Pour l’heure, force est de constater que la question de la menace djihadiste sur l’industrie maritime et l’extraction pétrolière et gazière des fonds marins n’a pas encore suscité auprès des pouvoirs publics et de l’opinion un intérêt à la hauteur du danger qu’elle pourrait représenter pour la stabilité des pays africains et leur émergence économique. Il convient d’examiner la portée de cette menace à laquelle les nouveaux pays producteurs de pétrole et de gaz devront faire face, d’évaluer leur capacité de riposte et d’anticiper sur les stratégies à mettre en place, particulièrement au plan régional.

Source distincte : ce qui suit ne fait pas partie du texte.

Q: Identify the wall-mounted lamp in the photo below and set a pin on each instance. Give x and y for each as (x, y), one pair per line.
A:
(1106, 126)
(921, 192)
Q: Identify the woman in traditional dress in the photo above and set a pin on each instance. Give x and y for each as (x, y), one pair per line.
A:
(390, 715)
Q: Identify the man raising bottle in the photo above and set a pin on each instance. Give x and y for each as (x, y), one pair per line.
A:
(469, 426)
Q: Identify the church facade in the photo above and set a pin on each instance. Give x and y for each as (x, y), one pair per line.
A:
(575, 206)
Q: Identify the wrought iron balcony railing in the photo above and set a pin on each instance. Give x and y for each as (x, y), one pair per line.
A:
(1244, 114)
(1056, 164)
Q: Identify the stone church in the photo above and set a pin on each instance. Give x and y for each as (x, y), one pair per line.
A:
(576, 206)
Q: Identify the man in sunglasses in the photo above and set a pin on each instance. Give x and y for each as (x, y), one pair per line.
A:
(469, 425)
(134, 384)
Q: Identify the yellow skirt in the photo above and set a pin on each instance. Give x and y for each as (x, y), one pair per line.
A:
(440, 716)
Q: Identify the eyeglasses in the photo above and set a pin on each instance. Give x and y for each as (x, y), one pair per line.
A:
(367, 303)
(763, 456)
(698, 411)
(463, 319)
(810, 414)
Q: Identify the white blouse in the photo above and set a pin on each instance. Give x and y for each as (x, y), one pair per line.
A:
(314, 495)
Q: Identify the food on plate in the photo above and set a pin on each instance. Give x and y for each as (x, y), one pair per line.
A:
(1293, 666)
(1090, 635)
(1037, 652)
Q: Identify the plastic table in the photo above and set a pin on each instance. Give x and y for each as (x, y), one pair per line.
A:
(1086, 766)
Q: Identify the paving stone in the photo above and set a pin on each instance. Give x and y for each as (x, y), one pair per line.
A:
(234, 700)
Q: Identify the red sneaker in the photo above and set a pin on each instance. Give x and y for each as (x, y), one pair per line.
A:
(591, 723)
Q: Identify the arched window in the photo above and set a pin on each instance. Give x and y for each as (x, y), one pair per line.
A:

En effet, si chacun des États peut très certainement remporter des victoires ponctuelles et localisées face à cette menace terrible, la guerre ne peut être gagnée qu’ensemble. C’est l’une des leçons que l’on peut tirer de l’analyse de la situation au Sahel ainsi que des échanges qui se sont tenus en octobre dernier au Sénégal lors de la 8e édition du Forum international de Dakar pour la Paix et la Sécurité en Afrique.  Une politique coordonnée à l’échelle de la sous-région est donc nécessaire et cette politique ne peut pas être une réponse uniquement sécuritaire. Elle doit intégrer un volet gouvernance puissant, global et inclusif, remettant l’État au cœur des territoires, avec un retour de la présence de représentants de la justice, de la santé, de l’éducation et des forces de sécurité. De même, elle doit proposer un projet d’avenir aux habitants avec des créations d’emplois et des formations adaptées. Sans cela, l’embrasement pourrait bien se poursuivre davantage. Il est encore temps d’agir, ensemble !

Source: Initiative Globale pour la Paix et la Sécurité en Afrique (IGPSA)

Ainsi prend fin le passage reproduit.